Berlusconi ha così sintetizzato l’accordo con il dittatore libico Gheddafi, preparato dal suo predecessore Prodi: «Più petrolio, meno clandestini». Una brillante intesa commerciale,sulla pelle di chi fugge da guerre e carestie. Così Stefano Femminis direttore del mensile dei gesuiti "Popoli"


Il teorema di Bengasi



Il 30 agosto, a Bengasi, il primo ministro italiano Silvio Berlusconi
e il dittatore libico Muammar Gheddafi hanno firmato un trattato di
cooperazione: la Libia chiude ogni contenzioso con l’Italia relativo al
periodo coloniale e l’Italia eroga 5 miliardi di dollari in infrastrutture,
attrezzature per il pattugliamento delle coste e altro di cui al momento si
sa poco. Che cosa ottiene il nostro Paese, oltre a mettersi la coscienza a
posto per le proprie malefatte di alcuni decenni fa? «Più petrolio e meno
clandestini», ha sintetizzato Berlusconi, riferendosi ai ricchi giacimenti
libici e ai maggiori controlli promessi da Gheddafi nel triangolo di mare fra
Tripoli, Bengasi e Lampedusa. La piccola isola, come noto, è raggiunta da un
numero crescente di disperati: fuggono da guerre e carestie, in particolare dal
Corno d’Africa (Eritrea, Etiopia, Somalia: ironia della sorte, altre ex-colonie
italiane), e transitano dalla Libia sperando di approdare in Italia.
Plauso della maggioranza, sostanziale silenzio dell’opposizione: il succo
dell’accordo è stato del resto negoziato dal governo Prodi.

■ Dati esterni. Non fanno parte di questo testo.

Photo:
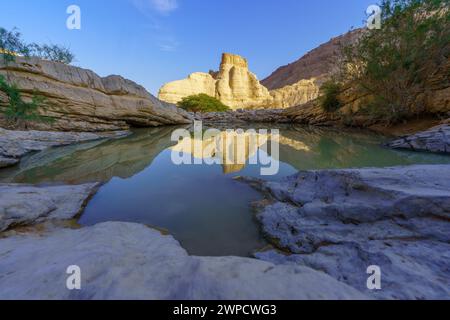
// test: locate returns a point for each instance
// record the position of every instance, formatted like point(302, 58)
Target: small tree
point(202, 103)
point(329, 99)
point(18, 111)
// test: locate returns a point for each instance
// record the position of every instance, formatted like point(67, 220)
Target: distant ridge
point(317, 63)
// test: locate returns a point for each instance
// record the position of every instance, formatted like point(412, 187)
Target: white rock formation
point(436, 139)
point(26, 205)
point(16, 144)
point(343, 221)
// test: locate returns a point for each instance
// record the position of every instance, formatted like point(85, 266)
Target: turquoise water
point(202, 206)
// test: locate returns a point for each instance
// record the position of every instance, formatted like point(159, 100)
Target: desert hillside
point(317, 63)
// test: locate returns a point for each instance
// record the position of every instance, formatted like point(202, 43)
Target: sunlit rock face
point(234, 85)
point(80, 100)
point(296, 94)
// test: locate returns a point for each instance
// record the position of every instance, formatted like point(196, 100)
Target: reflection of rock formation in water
point(234, 150)
point(93, 161)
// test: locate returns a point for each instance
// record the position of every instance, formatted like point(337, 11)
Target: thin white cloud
point(159, 6)
point(165, 6)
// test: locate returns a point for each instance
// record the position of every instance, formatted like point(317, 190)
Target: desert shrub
point(393, 64)
point(329, 99)
point(202, 103)
point(16, 110)
point(12, 45)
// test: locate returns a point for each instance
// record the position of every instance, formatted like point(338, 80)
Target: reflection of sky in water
point(201, 205)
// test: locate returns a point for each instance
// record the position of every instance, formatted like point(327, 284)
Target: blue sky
point(157, 41)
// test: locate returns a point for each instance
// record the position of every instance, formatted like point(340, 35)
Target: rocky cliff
point(233, 84)
point(316, 64)
point(80, 100)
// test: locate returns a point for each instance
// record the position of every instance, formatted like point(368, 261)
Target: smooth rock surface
point(80, 100)
point(131, 261)
point(436, 139)
point(16, 144)
point(26, 204)
point(244, 116)
point(343, 221)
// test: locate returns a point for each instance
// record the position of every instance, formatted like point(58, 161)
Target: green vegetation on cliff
point(12, 45)
point(392, 65)
point(202, 103)
point(16, 111)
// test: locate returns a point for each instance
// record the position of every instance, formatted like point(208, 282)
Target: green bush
point(202, 103)
point(18, 111)
point(329, 98)
point(393, 64)
point(12, 45)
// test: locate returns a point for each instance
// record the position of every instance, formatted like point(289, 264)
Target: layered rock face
point(80, 100)
point(316, 64)
point(234, 85)
point(436, 139)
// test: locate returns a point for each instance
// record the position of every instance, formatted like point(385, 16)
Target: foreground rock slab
point(131, 261)
point(16, 144)
point(243, 116)
point(80, 100)
point(26, 205)
point(436, 140)
point(343, 221)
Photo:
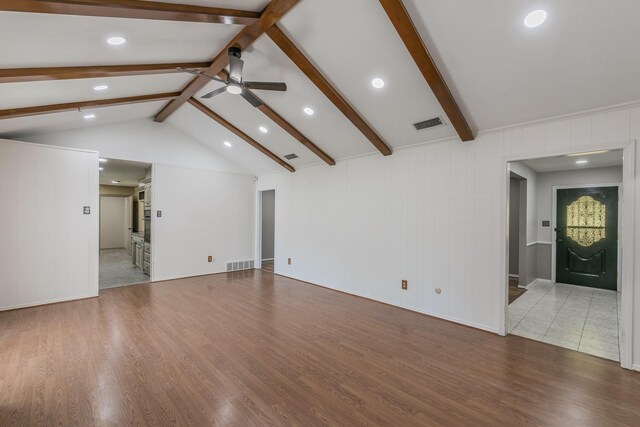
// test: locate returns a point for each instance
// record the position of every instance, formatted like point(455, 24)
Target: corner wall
point(48, 246)
point(431, 214)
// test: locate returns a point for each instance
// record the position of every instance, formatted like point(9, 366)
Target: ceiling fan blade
point(280, 87)
point(235, 68)
point(253, 100)
point(199, 74)
point(214, 92)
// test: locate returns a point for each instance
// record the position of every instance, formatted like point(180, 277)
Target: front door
point(587, 237)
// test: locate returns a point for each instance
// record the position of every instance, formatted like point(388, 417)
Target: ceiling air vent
point(431, 123)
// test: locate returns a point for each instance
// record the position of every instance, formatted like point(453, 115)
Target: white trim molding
point(539, 242)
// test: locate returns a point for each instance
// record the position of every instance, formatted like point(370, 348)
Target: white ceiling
point(128, 173)
point(22, 127)
point(585, 56)
point(567, 163)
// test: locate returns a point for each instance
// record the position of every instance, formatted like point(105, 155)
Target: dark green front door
point(587, 237)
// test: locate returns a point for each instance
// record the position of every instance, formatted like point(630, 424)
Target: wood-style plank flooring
point(253, 348)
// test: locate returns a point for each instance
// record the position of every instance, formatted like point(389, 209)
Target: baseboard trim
point(404, 307)
point(48, 302)
point(539, 242)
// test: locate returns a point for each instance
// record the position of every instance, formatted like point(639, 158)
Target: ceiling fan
point(234, 84)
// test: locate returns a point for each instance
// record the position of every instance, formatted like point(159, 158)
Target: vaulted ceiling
point(584, 56)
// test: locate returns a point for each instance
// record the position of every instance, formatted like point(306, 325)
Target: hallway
point(116, 269)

Si tratta,
sembra di capire, di una brillante operazione commerciale: ci assicuriamo
una fornitura regolare di petrolio - «della migliore qualità», ha precisato il
nostro premier -, rafforziamo la già massiccia presenza di aziende tricolori in
Libia (Finmeccanica, Eni, Sirti sono in prima linea per accaparrarsi le nuove
commesse), blocchiamo le importazioni di «clandestini»,merce invece di pessima
qualità, prodotti senza mercato, anzi pericolosi per la sicurezza, anche quando a
spuntare dai barconi è la testolina di un neonato.
Si dirà: bando alla retorica, occorre bloccare i viaggi disumani di chi è
sfruttato dai trafficanti, spesso lasciandoci la pelle (almeno 578 gli affogati
nel Canale di Sicilia quest’anno). Verissimo. Ma abbiamo alcuni dubbi
nient’affatto retorici: è saggio concedere tanta fiducia (e tanti soldi) a un
uomo che da 39 anni è al potere senza elezioni democratiche, in un Paese
che il sito della Cia, non quello di qualche associazione pacifista, definisce
uno «Stato autoritario»? Poiché le autorità libiche sono complici nel traffico
di immigrati (come documentiamo a pag. 14), non c’è il rischio che gli
sbarchi (e gli annegamenti) continuino, semplicemente con «tariffe» più alte
poiché più alti saranno i pericoli? E, qualora invece l’accordo funzionasse
e la fortezza-Europa riuscisse a serrare le proprie frontiere, non preoccupa
la sorte di chi avrà come unica prospettiva quella di morire di fame o di
bombe in patria, con la sola colpa di essere nato nella parte sbagliata del
mondo? Non sarebbe stato più costruttivo utilizzare soldi e diplomazia per
promuovere pace, democrazia e sviluppo nel Corno d’Africa?
Sono interrogativi che avrebbero senso se ci fosse la sincera intenzione
di affrontare il dramma epocale delle migrazioni. Ma il problema, più che
affrontarlo, lo si vuole rimuovere: l’importante è che i «clandestini» non
arrivino qui, a intasare i Cpt e a inquietare le nostre coscienze. Forse, tra altri decenni, in un mondo che speriamo più attento ai diritti fondamentali delle
persone («clandestini» compresi), qualcuno si chiederà se non sia il caso di
risarcire altri africani per ciò che avremmo potuto fare e non abbiamo fatto.